South Georgia rat eradication mission sets sail
- Published
A team sets out on Saturday on the final leg of a mission to eradicate rats from the island of South Georgia, with the aim of "reclaiming the island for its seabirds".
Their ship, loaded with three helicopters and almost 100 tonnes of poisoned rat bait, sets sail from the Falkland Islands.
The project has been under way for more than five years. This is the last of three bait-spreading stages.
It is led by the South Georgia Heritage Trust, external.
South Georgia is a UK overseas territory at the southern end of the South Atlantic. It will take the team three to four days of sailing to reach the island, and - weather permitting - they will start spreading bait around 15 February.
Project leader Professor Tony Martin from the University of Dundee, external described South Georgia as a "magical piece of UK territory".
"It's home to to a great wealth of wildlife that exploits the hugely productive seas," he explained.
"[But] man came along some 200 years ago and messed it up by bringing rats and mice."

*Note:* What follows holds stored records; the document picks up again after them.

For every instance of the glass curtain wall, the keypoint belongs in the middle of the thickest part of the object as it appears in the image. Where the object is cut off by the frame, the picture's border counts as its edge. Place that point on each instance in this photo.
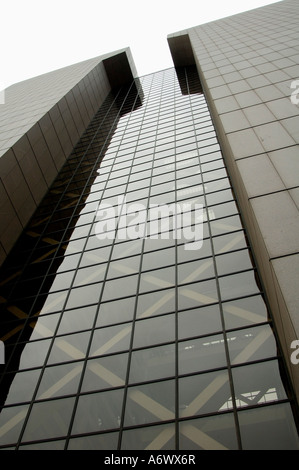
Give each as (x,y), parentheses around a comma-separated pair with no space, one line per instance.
(131,309)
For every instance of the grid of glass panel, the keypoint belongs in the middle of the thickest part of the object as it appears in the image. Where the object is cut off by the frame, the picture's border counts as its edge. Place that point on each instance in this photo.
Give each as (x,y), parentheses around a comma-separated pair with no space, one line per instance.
(136,342)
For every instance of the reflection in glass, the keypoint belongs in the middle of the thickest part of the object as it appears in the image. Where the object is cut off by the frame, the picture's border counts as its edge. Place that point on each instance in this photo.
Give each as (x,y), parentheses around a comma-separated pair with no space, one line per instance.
(154,331)
(204,393)
(202,354)
(257,384)
(199,322)
(105,372)
(49,419)
(268,428)
(98,412)
(251,344)
(153,363)
(213,433)
(107,441)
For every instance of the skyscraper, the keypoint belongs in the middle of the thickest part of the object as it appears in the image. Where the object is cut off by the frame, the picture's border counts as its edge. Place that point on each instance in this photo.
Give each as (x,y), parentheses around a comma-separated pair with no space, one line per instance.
(136,306)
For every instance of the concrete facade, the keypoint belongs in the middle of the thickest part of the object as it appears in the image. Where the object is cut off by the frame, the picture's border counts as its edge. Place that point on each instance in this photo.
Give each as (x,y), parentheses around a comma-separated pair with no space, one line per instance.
(41,121)
(248,66)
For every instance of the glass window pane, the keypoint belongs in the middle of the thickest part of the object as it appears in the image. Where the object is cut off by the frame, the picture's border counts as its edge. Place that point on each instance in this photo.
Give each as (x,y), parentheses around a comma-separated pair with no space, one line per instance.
(11,423)
(156,303)
(238,285)
(154,331)
(258,384)
(251,344)
(116,311)
(77,319)
(107,441)
(150,403)
(160,278)
(204,393)
(111,339)
(158,259)
(268,428)
(60,380)
(151,364)
(69,347)
(199,322)
(150,438)
(22,386)
(49,419)
(196,271)
(104,372)
(122,287)
(233,262)
(243,312)
(198,294)
(213,433)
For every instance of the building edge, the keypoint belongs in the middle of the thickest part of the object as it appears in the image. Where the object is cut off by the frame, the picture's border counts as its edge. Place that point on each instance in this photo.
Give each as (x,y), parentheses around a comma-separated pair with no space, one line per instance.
(278,274)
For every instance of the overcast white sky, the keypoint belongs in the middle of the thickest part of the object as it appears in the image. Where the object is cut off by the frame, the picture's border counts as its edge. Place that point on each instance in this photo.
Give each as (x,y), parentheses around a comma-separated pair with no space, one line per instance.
(38,36)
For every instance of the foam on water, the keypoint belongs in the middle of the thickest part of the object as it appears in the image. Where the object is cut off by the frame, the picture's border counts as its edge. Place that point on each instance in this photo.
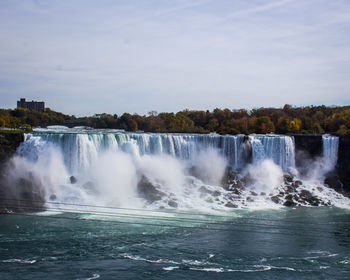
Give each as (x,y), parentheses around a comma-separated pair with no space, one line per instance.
(185,170)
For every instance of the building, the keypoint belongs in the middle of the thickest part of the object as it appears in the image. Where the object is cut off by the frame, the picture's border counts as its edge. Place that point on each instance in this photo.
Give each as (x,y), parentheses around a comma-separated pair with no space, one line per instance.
(31,105)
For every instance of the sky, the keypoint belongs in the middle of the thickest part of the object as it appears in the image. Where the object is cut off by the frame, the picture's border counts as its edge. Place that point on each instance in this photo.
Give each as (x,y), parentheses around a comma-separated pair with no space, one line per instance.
(84,57)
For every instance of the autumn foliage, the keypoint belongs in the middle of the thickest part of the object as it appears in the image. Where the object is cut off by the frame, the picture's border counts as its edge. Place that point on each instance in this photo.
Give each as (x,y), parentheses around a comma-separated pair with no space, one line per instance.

The native wildlife includes vast seal and king penguin colonies, which feed from the cold, rich seas.
King penguins are too large to be attacked by rats, but many seabirds have suffered badly since the invasion.
Species including the wandering albatross, which has the largest wing span of any bird, have their ground nests raided.
Prof Martin said that the diminutive Wilson's storm petrel had been almost totally wiped out. "These birds only live on off-shore islands that are acting as lifeboats," he said.
"Many seabirds have no defence against marauding rats that eat their chicks and eggs."
Race against time
The team estimates that rats have wiped out more than 90% of the seabirds on South Georgia
But the vast glaciers that segment the landscape, which the rats cannot cross, have allowed the team to carry out a three-phase extermination project.
The first part was completed in 2011, and involved rat bait being spread throughout the central north coast - an area of 120 square kilometres.
Each bait pellet is a lethal dose for a rat. Prof Martin said that, unfortunately, the bait also killed some seabirds. But the team has carefully worked out that those losses are sustainable. While the seabird population "bounces back", Prof Martin said, the rats do not.
Phase 2 was even more ambitious - the team flew their bait-distributing helicopters back and forth across the whole of the north-west of the island - baiting an area of 520 square kilometres.
"There were several large whaling stations [in this area] that were teeming with rats," explained Prof Martin. "The team had to ensure that bait was in every nook and cranny."
This third phase will tackle a remaining 360 square kilometres in the south of the island, and the team "hopes and expects" that this will be the final rat-killing dose.
But, Prof Martin said, it may take a decade or more to be completely confident that no rats remain on South Georgia, simply because it is "very difficult to prove a negative".
He told BBC News that there is some evidence of species recovery as a result of the 2011 and 2013 baiting.
"The pipit is our equivalent of a canary in a coal mine, and we are starting to hear their song again.
"Our departure has also coincided with the discovery of a nest of five pipit chicks in an area that was overrun with rats before baiting two years ago. These are good signs that the rats have gone from those localities."